Измученные в конец курсанты мгновенно разбежались по своим делам: кто курить, кто писать письма, кто подшиваться. Вечерняя разборка быстро забылась – сколько их еще за два года предстоит пережить! Сегодня эти трое, завтра следующие, послезавтра другие. Все испробуют горький вкус сладкого хлеба, кто-то сломается, как Хайтметов и будет всю службу греметь ведрами, отмывая сортиры, кто-то, как Лазарев, будет до самого дембеля затычкой во все дыры, а из кого-то получатся новые войны и левадные, которые в свою очередь будут учить уму-разуму пацанов, пришедших с гражданки.
Все это будет скоро, через год-полтора, а пока набегавшаяся за день батарея борется со сном у телевизора, на обязательном просмотре бессмертной программы "Время". Доходяга Тарасов пишет украдкой письмо домой. Пять нарядов не шутка: через день – на ремень, некогда будет поспать и поесть, не то что письмо писать. Лазарев, сгорбившись, тупо смотрит в экран телевизора, сломленный предстоящими ночными работами в батарейном сортире. Хайтметов задумчиво выковыривает из носа засохшую кровь, его знаний в языке межнационального общения явно не хватает, чтобы понять важность текущего момента, о котором вещает с экрана телевизора первый президент великой державы, обещающий своим подданным построить социализм с человеческим лицом.
ОТ СУДЬБЫ НЕ УЙДЕШЬ
Рассказ
Иван Иванович Пересудный в чудеса не слишком-то верил. Будучи от природы человеком приземленным, не очень стремящимся к высоким материям, он довольно скептически относился ко всякого рода прорицаниям, предсказаниям и ясновидениям. Иван Иванович всегда с удовольствием зубоскалил над людьми, сверяющими собственную жизнь по звездам, верящими в предначертания и в судьбу, хотя в глубине души, как и всякий, верил. Верил во что-то бесформенное и неопределенное, чему не дать ни описания, ни характеристики. И вера эта его угнетала более, чем вдохновляла.

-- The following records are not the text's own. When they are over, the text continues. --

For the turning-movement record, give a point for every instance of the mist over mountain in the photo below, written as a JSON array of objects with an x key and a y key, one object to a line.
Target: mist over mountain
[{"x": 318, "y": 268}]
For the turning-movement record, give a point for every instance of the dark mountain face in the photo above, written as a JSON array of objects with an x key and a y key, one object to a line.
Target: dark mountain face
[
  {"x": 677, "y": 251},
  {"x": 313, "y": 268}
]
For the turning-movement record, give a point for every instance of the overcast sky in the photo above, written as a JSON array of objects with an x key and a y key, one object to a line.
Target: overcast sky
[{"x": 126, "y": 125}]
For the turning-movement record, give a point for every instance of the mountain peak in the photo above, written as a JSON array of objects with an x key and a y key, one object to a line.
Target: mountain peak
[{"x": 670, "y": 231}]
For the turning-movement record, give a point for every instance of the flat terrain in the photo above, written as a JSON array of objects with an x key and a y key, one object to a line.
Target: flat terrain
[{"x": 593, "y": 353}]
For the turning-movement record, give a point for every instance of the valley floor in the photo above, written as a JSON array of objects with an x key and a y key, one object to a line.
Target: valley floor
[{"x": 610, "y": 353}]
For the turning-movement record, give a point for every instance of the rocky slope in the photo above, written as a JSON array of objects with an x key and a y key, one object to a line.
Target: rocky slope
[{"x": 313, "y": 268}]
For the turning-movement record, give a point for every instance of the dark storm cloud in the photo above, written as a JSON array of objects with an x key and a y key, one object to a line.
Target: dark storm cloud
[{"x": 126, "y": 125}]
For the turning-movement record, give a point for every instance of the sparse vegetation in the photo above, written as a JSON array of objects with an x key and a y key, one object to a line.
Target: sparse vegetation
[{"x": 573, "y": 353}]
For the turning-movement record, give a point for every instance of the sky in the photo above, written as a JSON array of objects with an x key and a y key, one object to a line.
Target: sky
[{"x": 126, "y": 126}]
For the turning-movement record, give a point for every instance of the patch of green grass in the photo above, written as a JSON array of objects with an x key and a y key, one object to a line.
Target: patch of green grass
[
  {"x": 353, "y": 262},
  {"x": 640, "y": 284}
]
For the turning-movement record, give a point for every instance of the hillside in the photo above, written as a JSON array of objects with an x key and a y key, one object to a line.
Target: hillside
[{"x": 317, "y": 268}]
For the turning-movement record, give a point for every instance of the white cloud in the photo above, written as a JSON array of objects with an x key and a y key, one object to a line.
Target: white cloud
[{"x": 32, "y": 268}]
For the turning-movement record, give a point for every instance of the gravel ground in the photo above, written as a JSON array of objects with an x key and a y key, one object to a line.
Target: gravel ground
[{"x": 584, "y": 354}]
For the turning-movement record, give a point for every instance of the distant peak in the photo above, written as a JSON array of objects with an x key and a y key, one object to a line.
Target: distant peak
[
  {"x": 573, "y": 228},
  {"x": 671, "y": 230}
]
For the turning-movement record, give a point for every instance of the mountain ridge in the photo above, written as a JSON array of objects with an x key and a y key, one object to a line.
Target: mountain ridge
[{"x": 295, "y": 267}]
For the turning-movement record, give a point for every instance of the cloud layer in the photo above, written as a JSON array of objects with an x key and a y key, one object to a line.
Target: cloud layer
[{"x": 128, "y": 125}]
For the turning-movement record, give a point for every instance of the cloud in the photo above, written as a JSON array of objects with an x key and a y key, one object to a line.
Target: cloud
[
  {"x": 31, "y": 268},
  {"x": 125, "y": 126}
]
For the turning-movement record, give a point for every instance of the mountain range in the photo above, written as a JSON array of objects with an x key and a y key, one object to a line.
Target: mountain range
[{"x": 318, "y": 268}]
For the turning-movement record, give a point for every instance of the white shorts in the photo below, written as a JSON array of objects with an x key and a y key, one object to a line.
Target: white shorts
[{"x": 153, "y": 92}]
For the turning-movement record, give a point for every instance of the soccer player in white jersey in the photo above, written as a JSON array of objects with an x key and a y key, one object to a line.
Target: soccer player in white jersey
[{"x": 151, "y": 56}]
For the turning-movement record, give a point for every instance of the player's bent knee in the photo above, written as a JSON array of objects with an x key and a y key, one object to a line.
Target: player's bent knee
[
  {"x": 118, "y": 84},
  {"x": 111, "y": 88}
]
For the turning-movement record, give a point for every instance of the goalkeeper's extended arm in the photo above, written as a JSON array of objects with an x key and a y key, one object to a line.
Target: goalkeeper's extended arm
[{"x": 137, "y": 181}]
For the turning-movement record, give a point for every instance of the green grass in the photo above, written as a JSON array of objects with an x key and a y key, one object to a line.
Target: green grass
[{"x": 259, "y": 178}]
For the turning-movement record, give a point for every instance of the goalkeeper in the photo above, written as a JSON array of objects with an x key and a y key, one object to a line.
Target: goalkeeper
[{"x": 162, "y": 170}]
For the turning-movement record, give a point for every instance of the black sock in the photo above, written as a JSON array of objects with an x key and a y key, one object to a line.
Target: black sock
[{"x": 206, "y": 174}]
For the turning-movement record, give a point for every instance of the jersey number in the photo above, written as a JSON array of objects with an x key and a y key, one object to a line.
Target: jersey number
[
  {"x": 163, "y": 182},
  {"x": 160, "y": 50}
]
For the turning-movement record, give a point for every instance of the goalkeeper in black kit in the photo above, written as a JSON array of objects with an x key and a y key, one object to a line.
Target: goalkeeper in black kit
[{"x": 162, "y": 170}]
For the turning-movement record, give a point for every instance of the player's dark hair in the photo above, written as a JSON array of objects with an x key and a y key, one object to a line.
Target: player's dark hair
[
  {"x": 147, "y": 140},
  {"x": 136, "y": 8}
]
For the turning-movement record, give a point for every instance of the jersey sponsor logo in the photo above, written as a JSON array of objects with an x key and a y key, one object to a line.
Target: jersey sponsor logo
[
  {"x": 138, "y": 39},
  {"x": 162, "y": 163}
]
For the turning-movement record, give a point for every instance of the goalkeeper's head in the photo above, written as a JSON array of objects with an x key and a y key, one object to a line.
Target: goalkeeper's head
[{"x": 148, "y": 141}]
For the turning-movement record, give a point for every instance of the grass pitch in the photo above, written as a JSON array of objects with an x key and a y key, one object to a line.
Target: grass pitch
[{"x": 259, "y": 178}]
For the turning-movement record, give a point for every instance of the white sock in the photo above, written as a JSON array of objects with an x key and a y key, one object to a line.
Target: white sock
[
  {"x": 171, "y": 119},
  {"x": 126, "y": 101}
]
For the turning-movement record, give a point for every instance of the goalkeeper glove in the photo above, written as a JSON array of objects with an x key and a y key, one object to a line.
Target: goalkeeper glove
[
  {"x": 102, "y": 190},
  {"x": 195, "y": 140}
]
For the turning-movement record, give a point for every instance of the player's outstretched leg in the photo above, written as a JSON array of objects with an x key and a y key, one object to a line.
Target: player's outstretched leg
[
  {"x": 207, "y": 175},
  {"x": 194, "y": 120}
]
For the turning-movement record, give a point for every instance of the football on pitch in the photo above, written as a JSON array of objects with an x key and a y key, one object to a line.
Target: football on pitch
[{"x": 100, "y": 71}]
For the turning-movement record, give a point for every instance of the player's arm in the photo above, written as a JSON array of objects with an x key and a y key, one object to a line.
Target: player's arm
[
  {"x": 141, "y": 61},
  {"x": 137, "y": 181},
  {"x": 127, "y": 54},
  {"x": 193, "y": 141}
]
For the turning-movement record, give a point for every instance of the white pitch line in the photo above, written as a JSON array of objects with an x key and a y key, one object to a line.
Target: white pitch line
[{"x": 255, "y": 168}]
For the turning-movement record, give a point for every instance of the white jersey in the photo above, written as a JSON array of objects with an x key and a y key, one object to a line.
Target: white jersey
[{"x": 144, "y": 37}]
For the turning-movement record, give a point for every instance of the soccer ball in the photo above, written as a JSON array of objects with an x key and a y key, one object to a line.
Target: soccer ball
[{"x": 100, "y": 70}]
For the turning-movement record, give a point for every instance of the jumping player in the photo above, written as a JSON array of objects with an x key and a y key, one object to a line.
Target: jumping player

Иван Иванович втайне, где-то в потемках своего, даже не сознания – подсознания, завидовал людям верующим. И не важно, во что они верили, важно, что они в своей вере определились, а Иван Иванович так и не пристал ни к одному берегу. В любой вере он находил недостатки и условности, затрудняющие жизнь, хотя, вместе с тем, видел в разных религиях и много привлекательного. Так, Иван Иванович в молодости ничего не имел против мусульманского многоженства, а иногда, когда начальство заедало выше всякой меры, помышлял и об индульгенциях.
Однако, как ни крути, Иван Иванович на момент нашего повествования, так и не позаботился о том, чтобы душа его обрела хоть какое-нибудь плохонькое бессмертие.